Like ultrasound and computed tomography (CT) scanning, magnetic resonance imaging (MRI) is a potent expression of the centrality of visual technology in modern medicine. A full, definitive history of its invention has not yet been written, the best account so far being a very well-researched, but inevitably constrained, chapter in Stuart Blumes’ Insight and Industry. In 2003, Peter Mansfield and Paul Lauterbur were jointly awarded the Nobel Prize for key contributions to its development. This was controversial in some quarters: Raymond Damadian felt so strongly that he should have been included in the award that he took out two-page advertisements in newspapers in the USA, UK and Sweden, stating his case. John Mallard in Aberdeen also felt that the contribution of his team should have been acknowledged, although he expressed his disappointment moderately and privately. So any material that sheds greater light on the background of the innovative imaging modality is of considerable potential interest as a resource for whoever takes up the historiographic challenge that MRI poses.

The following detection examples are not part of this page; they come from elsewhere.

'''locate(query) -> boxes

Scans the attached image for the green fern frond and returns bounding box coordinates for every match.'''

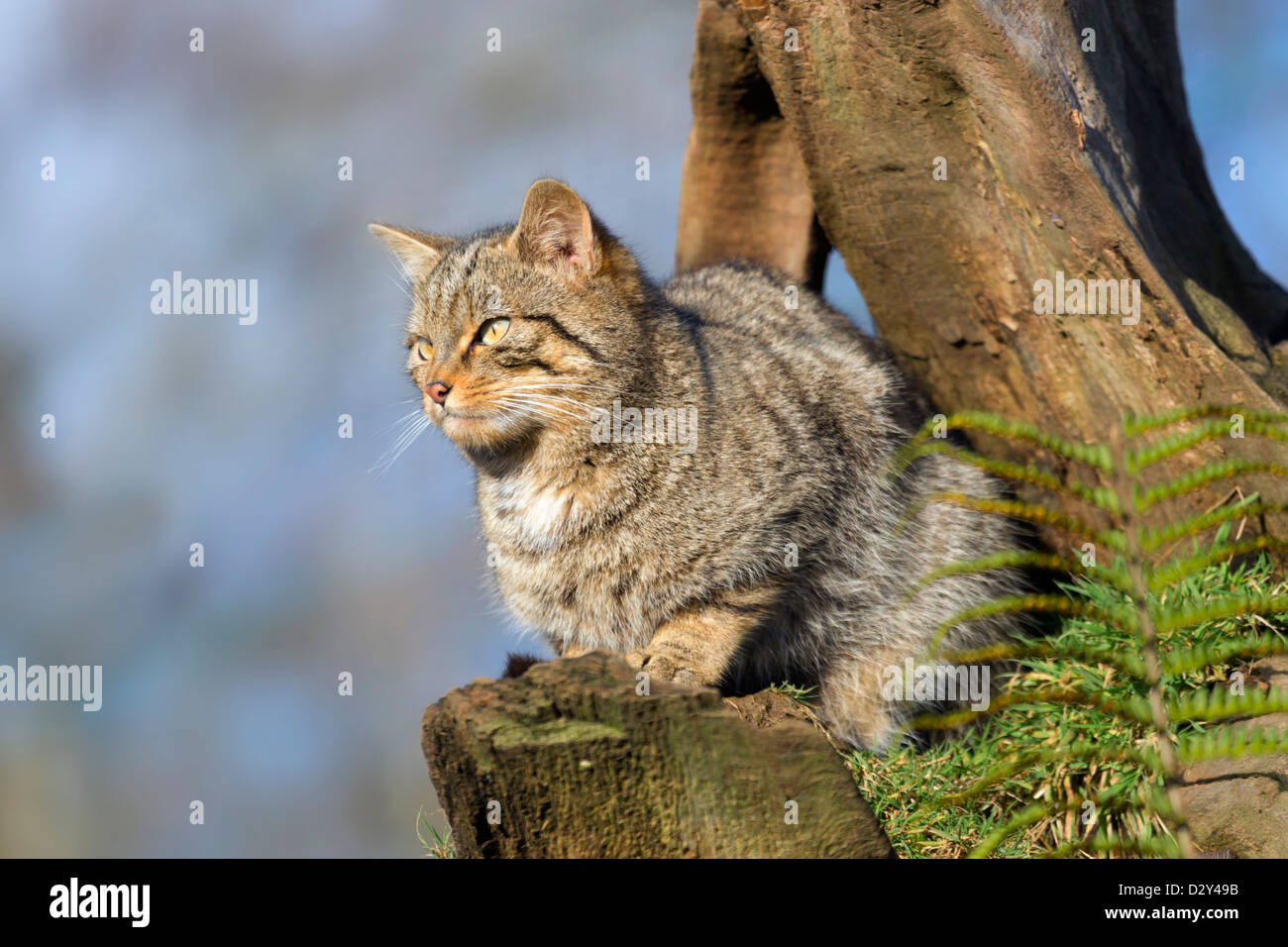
[1176,727,1288,766]
[1156,595,1288,634]
[1147,533,1288,592]
[901,492,1125,552]
[930,595,1140,659]
[1163,635,1288,676]
[930,741,1158,809]
[1134,458,1288,513]
[897,404,1288,857]
[1141,502,1288,553]
[1167,686,1288,721]
[901,411,1113,473]
[906,544,1133,598]
[896,438,1121,513]
[940,639,1145,678]
[1124,404,1288,437]
[1038,831,1182,858]
[1125,420,1288,474]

Mansfield’s personal story is indeed extraordinary. Born in 1933 to a working-class family, he failed the 11+ examination and was educated in a Secondary Modern School, leaving at 15 with not a single O-level. Initially trained as a printer, he somehow managed to secure a post in the Rocket Propulsion Department, run by the Ministry of Supply, near Aylesbury. There, he gradually achieved the qualifications that enabled him to study physics at Queen Mary College in London, graduating in 1959 with first-class honours. This is as telling an indictment of academic selection at too early an age as it is possible to imagine, but Mansfield seems to bear no grudge. Nor does he seem bitter that his professional advancement was interrupted by National Service. The story of his interview with the deferment panel in 1952 is amusing: he was unable to convince the lady magistrate in charge of the proceedings of the importance of rocketry. She seemed to imagine fireworks and Guy Fawkes’ night. As Mansfield wryly points out, if she had lived in London during the Second World War she would had a different view.

Mansfield spent most of his academic career at the University of Nottingham, where, remarkably, there were three separate teams of physicists working on nuclear resonance. Relations between the groups were tense, as were the relationships between the scientists, the University and the National Research Development Corporation. Mansfield uses his autobiography to explain some of his responses to this difficult situation. The physics of nuclear resonance is described quite fully, but medical historians will not find much detail on the initial applications of the modality to human subjects. What there is, however, is fascinating. The earliest devices were so small that it was impossible to image objects larger than the little finger of a small hand. While due consideration was certainly given to safety issues, in the form of brave self-experimentation by Mansfield himself, it is noteworthy that the reason why some of the first whole-body images were of paediatric patients was that only children could fit into the scanning space.

Some readers may find the structure of this book unhelpful, alternating as it often does between personal and family minutiae and fairly heavy-duty physics. Certainly scholars will want to triangulate Mansfield’s account against other sources. But I enjoyed an entertaining and engaging account of a remarkable life and career. And, as I say, anything that sheds light on history of MRI is to be warmly welcomed.